Hotels, restaurants in Delhi to be audited for accessibility to persons with disabilities
The Delhi government and the municipal corporations have been ordered to carry out an audit at all hotels and restaurants in the capital to check how accessible they are to persons with disabilities. Besides infrastructure such as ramps and lifts, hotels and restaurants are also required to have special menus printed in large fonts and Braille.
The audit has been ordered by the Delhi state commissioner for persons with disabilities, a quasi-judicial body. HT has seen the order, which was issued on December 24.
Senior officials in the Delhi government and three municipal corporations have confirmed initiating the audit in the next few months in adherence to the order but they are yet to draw a timeline. In Delhi, there are more than 400 hotels and restaurants that are associated with the Federation of Hotels and Restaurants Association of India. Some of them are located in prominent shopping malls. Between June 2018 and October 2019, the association had written to all its members to ensure that all their facilities are accessible to persons with disabilities. It also mentioned about the special menus, read documents annexed with the order.
According to Delhi’s state commissioner for persons with disabilities T D Dhariyal, 38 hotels and restaurants in the city had responded to the association’s letters and sent copies of their response to the commissioner’s office by October 2019. Of that, seven shared a detailed response but some sent only a ‘limited reply’.
Dhariyal said facilities for persons with disabilities are mandatory because hotels and restaurants would come under the Harmonised Guidelines, issued by the union ministry of urban development and notified by the union ministry of social justice and empowerment and later incorporated in the Rights for Persons with Disabilities Rules enacted in 2017.
The compliance is mandatory within five years of the notification of the guidelines, which essentially means 2022. The state government and civic agencies have to ensure the compliance, said Dhariyal.
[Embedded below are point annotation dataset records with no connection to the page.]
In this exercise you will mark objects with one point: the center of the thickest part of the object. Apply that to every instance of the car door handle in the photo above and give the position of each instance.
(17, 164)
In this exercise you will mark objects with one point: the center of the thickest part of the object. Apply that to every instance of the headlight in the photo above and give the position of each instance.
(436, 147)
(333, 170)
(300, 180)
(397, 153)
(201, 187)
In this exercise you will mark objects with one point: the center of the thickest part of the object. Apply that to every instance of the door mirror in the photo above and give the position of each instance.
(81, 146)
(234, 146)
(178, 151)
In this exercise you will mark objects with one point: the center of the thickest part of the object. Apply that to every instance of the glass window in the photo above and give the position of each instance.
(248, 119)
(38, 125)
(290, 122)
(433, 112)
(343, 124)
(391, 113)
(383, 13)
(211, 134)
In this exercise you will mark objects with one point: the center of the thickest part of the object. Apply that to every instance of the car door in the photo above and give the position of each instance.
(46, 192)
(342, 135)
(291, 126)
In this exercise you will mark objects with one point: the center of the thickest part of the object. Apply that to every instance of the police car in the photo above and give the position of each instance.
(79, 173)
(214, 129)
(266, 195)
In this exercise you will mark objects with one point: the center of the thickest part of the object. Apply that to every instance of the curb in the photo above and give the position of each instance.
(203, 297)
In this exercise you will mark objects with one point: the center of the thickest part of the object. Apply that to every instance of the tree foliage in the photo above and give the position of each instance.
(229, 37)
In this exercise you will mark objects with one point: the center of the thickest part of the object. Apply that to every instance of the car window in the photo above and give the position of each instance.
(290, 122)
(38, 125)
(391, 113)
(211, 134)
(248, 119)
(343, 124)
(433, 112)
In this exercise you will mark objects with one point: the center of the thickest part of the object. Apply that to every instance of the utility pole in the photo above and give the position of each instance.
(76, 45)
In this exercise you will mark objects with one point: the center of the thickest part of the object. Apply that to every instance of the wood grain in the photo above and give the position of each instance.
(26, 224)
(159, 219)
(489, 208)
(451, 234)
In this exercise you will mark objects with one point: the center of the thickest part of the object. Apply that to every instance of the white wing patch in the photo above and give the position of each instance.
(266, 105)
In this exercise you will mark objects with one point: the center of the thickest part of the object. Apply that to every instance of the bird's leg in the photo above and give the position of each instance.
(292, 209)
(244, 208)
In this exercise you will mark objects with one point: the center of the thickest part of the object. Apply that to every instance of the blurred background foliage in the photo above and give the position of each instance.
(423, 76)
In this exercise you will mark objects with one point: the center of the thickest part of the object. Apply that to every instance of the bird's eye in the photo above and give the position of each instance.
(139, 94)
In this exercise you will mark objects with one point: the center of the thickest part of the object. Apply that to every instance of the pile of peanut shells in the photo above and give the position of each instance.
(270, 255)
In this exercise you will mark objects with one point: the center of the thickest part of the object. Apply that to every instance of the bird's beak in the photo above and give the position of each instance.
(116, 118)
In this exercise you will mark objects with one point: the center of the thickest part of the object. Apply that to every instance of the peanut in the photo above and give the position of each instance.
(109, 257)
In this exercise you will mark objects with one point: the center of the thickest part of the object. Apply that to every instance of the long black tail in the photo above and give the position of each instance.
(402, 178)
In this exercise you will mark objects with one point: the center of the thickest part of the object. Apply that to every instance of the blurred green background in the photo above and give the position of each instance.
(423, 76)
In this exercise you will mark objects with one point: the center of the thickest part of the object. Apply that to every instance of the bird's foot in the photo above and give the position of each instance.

He further said, “But, by March 24, 2019, the hotels and restaurants will have to file a detailed report on how they plan to do it.”
If the guidelines are not adhered to, the civic agencies are empowered to crack down during renewal of licenses of the hotels and restaurants, and the state governments can levy fines up to Rs 5 lakh, the order said.
Satender Singh, a doctor and disability rights activist based in Delhi, said:“Such audits are very important and they can help bring change.”
He said, “It is difficult to find hotels and restaurants that comply with rules pertaining to access beyond the entrance and outdoor infrastructure. It is very important to ensure that areas such as washrooms and dining rooms are 100% accessible for persons with disability. Special menus to help disabled individuals are rare in Delhi.”